A negative aspect of all the approaches in Section 30.3 is that they change the type system in intrusive ways. In turn, this forces unacceptable programming contortions on clients. Facets allow you to solve the versioning problem more elegantly because they do not change an existing type system but extend it instead. We already saw this approach in operation on
page 940, where we added date information about a file to our file system application without disturbing any of the existing definitions.
In the most general sense, facets provide a mechanism for implementing multiple interfaces for a single object. The key point is that, to add a new interface to an object, none of the existing definitions have to be touched, so no compatibility issues can arise. More importantly, the decision as to which facet to use is made at run time instead of at compile time. In effect, facets implement a form of late binding and, therefore, are coupled to the type system more loosely than any of the previous approaches.
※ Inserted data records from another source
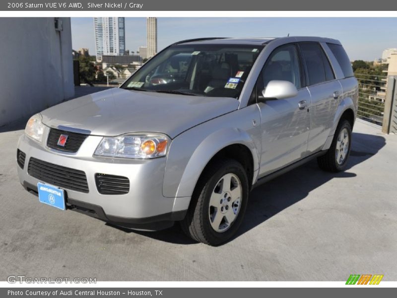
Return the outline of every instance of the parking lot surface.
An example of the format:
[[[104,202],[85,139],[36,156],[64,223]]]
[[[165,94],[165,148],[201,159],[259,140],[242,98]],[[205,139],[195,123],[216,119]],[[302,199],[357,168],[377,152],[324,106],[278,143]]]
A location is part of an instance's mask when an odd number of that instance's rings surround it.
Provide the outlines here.
[[[212,247],[178,225],[119,228],[39,202],[16,175],[21,126],[0,130],[0,280],[397,280],[397,136],[358,121],[348,169],[315,161],[256,188],[237,236]]]

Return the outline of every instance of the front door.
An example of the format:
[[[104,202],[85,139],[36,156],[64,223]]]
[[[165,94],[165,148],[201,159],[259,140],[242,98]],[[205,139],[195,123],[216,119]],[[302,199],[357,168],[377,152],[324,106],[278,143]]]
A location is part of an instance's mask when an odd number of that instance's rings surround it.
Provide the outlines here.
[[[301,66],[297,46],[284,45],[271,53],[258,78],[257,98],[272,80],[289,81],[298,89],[293,97],[258,101],[262,137],[260,177],[307,155],[311,99]]]

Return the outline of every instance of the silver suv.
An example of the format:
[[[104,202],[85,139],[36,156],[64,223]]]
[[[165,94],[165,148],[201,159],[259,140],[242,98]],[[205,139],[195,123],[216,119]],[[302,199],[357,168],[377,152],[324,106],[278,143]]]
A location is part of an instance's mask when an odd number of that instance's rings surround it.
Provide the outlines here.
[[[185,40],[120,88],[32,117],[18,173],[60,209],[133,228],[179,221],[216,245],[236,233],[254,186],[314,158],[343,170],[357,99],[337,40]]]

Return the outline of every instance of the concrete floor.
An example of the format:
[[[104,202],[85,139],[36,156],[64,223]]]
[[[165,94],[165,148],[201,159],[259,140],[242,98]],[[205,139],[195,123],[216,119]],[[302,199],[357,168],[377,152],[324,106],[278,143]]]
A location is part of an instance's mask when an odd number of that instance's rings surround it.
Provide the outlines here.
[[[218,247],[178,226],[127,231],[39,203],[16,177],[18,128],[0,133],[0,280],[397,280],[397,136],[369,124],[356,123],[345,172],[313,162],[257,188],[238,235]]]

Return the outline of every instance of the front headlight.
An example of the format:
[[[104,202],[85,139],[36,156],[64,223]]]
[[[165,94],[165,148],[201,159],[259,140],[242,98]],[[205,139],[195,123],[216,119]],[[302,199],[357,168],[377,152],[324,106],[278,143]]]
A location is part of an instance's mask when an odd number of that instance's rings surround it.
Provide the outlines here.
[[[128,158],[159,157],[167,154],[168,140],[166,136],[160,134],[104,137],[94,154]]]
[[[25,134],[35,141],[41,142],[44,132],[44,125],[41,123],[41,115],[36,114],[30,117],[25,128]]]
Used judiciously, facets can handle versioning requirements more elegantly than other mechanisms. Apart from the straight extension of an interface as shown in
Section 30.2.1, facets can also be used for more complex changes. For example, if you need to change the parameters of an operation or modify the fields of a structure, you can create a new facet with operations that operate on the changed data types. Quite often, the implementation of a version 2 facet in the server can even re‑use much of the version 1 functionality, by delegating some version 2 operations to a version 1 implementation.